De rechtbank heeft op basis van artikel 8:54 van de Algemene wet bestuursrecht (Awb) uitspraak gedaan zonder zitting. In de overwegingen van de rechtbank werd benadrukt dat een beroep moet voldoen aan de eisen van artikel 6:5 van de Awb, waarin staat dat de gronden van het beroep duidelijk moeten worden vermeld. Eiseres had in haar beroepschrift niet voldoende duidelijk gemaakt op welke punten zij het niet eens was met de bestreden uitspraak, wat leidde tot de conclusie dat het beroep niet-ontvankelijk verklaard kon worden.

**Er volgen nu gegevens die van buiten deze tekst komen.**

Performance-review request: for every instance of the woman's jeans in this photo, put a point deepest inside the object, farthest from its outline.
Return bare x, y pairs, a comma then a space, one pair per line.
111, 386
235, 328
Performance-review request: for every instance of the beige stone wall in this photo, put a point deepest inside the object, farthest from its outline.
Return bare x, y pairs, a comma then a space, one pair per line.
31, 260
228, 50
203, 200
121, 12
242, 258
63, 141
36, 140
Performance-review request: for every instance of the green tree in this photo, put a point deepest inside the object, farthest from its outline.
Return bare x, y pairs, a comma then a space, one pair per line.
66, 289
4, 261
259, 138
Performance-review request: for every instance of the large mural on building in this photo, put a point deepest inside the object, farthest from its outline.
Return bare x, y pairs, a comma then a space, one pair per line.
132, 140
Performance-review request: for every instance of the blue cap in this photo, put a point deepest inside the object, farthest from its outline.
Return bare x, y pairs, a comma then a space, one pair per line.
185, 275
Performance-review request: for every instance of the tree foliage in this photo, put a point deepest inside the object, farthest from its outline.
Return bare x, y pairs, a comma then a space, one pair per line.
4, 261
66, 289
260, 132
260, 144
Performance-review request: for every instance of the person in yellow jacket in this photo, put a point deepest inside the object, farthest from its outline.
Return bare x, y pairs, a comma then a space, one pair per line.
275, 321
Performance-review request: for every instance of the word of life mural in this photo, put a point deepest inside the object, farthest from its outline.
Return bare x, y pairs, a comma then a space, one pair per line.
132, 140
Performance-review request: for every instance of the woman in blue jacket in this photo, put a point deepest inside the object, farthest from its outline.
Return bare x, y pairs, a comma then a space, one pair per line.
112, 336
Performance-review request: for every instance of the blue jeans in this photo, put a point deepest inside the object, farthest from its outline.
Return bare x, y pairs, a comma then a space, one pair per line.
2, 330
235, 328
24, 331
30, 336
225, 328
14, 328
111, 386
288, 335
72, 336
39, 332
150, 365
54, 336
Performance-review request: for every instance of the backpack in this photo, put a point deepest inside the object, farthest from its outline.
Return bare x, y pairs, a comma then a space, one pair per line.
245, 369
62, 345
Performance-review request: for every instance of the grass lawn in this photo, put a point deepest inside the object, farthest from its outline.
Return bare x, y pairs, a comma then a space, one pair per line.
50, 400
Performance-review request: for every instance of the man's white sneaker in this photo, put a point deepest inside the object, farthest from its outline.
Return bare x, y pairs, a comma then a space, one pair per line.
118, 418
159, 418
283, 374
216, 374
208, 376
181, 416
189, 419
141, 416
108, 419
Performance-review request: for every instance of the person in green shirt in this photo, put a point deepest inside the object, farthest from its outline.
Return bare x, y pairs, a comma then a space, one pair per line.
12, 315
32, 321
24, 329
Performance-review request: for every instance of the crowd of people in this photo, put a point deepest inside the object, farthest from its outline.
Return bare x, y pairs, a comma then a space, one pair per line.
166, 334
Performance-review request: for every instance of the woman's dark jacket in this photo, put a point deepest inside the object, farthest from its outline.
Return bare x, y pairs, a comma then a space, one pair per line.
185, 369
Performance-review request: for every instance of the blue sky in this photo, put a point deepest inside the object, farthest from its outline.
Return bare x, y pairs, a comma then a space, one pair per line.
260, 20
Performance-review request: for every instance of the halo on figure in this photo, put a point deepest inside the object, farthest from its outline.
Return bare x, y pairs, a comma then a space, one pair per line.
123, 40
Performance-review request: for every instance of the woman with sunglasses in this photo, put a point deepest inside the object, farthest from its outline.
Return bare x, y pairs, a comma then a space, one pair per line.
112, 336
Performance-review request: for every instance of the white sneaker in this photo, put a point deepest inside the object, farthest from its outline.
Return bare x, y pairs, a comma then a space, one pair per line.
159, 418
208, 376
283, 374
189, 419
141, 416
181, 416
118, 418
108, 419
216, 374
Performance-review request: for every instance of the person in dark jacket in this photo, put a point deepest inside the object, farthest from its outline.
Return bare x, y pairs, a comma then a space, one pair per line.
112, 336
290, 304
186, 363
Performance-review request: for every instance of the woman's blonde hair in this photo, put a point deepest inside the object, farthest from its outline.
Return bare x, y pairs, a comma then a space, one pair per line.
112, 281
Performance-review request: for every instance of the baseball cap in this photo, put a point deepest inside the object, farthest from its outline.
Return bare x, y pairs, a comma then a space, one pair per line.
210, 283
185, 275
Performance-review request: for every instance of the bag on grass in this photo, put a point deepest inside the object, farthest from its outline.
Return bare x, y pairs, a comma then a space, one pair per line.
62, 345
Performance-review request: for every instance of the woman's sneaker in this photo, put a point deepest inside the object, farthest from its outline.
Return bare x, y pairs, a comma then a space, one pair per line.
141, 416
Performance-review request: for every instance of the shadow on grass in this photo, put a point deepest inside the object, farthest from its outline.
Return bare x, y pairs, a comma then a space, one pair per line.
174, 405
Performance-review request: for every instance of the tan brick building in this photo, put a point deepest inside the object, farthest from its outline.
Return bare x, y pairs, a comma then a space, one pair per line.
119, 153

De rechtbank heeft eiseres de gelegenheid gegeven om het verzuim te herstellen, maar uit de ingediende stukken bleek dat de gronden niet betrekking hadden op de niet-ontvankelijkheid van het bezwaar. Hierdoor concludeerde de rechtbank dat de inspecteur het bezwaar terecht niet-ontvankelijk had verklaard. Gelet op deze overwegingen verklaarde de rechtbank het beroep kennelijk ongegrond en er was geen aanleiding voor een proceskostenveroordeling.
De uitspraak is gedaan door mr. M.C. van As, rechter, in aanwezigheid van A.C. Karels, griffier. Vanwege de coronamaatregelen is de uitspraak niet op een openbare zitting gedaan, maar zal deze alsnog openbaar worden uitgesproken zodra dat weer mogelijk is. Tegen deze uitspraak kan binnen zes weken verzet worden aangetekend.